Como diz o nome, esse mecanismo denota uma proteção extra para que parlamentares e altos funcionários da administração pública possam exercer suas funções com tranquilidade.

Trata-se de uma forma de cercear abusos e dar algumas imunidades para tomadores de decisão, que sem isso ficariam sujeitos à ameaças políticas e funcionais. Evita, assim, ações que poderiam ser movidas de forma desproporcional apenas para intimidar quem fala em nome do povo.

As pessoas que têm foro especial por prerrogativa de função, conhecido como foro privilegiado no Brasil, têm direito a julgamento em instâncias superiores.
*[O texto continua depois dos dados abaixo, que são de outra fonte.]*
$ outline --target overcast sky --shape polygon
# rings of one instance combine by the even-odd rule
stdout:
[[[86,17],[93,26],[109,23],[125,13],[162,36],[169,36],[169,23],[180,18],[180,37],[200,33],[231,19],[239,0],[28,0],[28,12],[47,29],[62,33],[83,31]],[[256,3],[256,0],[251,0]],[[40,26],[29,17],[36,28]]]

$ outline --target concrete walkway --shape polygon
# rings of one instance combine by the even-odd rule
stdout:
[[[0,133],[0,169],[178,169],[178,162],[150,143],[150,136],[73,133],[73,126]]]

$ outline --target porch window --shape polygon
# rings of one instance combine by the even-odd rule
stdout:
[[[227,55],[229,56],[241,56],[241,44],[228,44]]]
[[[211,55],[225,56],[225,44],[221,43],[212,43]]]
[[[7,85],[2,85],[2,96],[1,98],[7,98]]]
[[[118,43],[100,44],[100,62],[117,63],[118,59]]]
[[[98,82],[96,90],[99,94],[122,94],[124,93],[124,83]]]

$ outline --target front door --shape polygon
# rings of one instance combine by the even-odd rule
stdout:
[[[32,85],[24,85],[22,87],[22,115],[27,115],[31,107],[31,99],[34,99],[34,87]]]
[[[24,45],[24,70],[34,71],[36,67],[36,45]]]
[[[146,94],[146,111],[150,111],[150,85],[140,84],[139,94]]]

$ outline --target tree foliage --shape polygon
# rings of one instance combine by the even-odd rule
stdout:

Além do presidente e do vice, todos os ministros, os comandantes do Exército, Marinha e Aeronáutica, todos os governadores, prefeitos, senadores, deputados federais, juízes, membros do Ministério Público (federal e estaduais), chefes de missão diplomática permanente, ministros do STF, TST, STM, TSE e STJ, da PGR, do TCU e conselheiros de tribunais de contas estaduais.
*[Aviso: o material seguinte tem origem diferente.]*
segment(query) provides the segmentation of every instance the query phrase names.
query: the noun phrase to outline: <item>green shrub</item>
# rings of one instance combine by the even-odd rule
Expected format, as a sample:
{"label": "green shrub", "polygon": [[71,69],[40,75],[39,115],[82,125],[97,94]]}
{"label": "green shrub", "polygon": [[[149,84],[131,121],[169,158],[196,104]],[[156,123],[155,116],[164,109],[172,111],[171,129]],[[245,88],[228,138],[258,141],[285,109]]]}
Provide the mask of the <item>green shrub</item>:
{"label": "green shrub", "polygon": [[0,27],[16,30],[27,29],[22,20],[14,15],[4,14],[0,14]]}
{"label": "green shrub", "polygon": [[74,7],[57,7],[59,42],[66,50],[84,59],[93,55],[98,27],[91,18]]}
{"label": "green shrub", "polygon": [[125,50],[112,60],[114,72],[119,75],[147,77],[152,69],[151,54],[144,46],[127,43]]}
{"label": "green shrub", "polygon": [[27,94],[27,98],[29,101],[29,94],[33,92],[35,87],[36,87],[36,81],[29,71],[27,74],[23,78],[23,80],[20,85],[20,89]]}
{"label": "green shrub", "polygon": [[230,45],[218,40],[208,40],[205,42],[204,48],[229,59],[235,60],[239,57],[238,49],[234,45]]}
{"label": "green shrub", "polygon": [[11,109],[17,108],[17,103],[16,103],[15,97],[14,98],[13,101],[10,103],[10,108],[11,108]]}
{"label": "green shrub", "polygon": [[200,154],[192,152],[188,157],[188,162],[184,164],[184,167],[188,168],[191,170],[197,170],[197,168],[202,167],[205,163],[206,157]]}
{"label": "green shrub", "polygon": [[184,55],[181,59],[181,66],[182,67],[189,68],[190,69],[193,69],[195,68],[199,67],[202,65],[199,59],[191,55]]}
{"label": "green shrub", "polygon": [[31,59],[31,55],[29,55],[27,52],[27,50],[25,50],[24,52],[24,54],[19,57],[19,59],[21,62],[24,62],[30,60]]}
Além de algumas categorias mais específicas e outras funções em que o foro é determinado pelas constituições estaduais.

O STF adiou o julgamento e o alcance do foro privilegiado, no mesmo momento em que a instância está sendo debatida no Congresso.

No Senado, já foi aprovada em primeiro turno uma PEC que acaba com o foro privilegiado para crimes comuns para todas as autoridades, exceto os presidentes da República, da Câmara, do Senado e do STF.

A proposta ainda tem que passar por uma segunda votação antes de ir para a Câmara.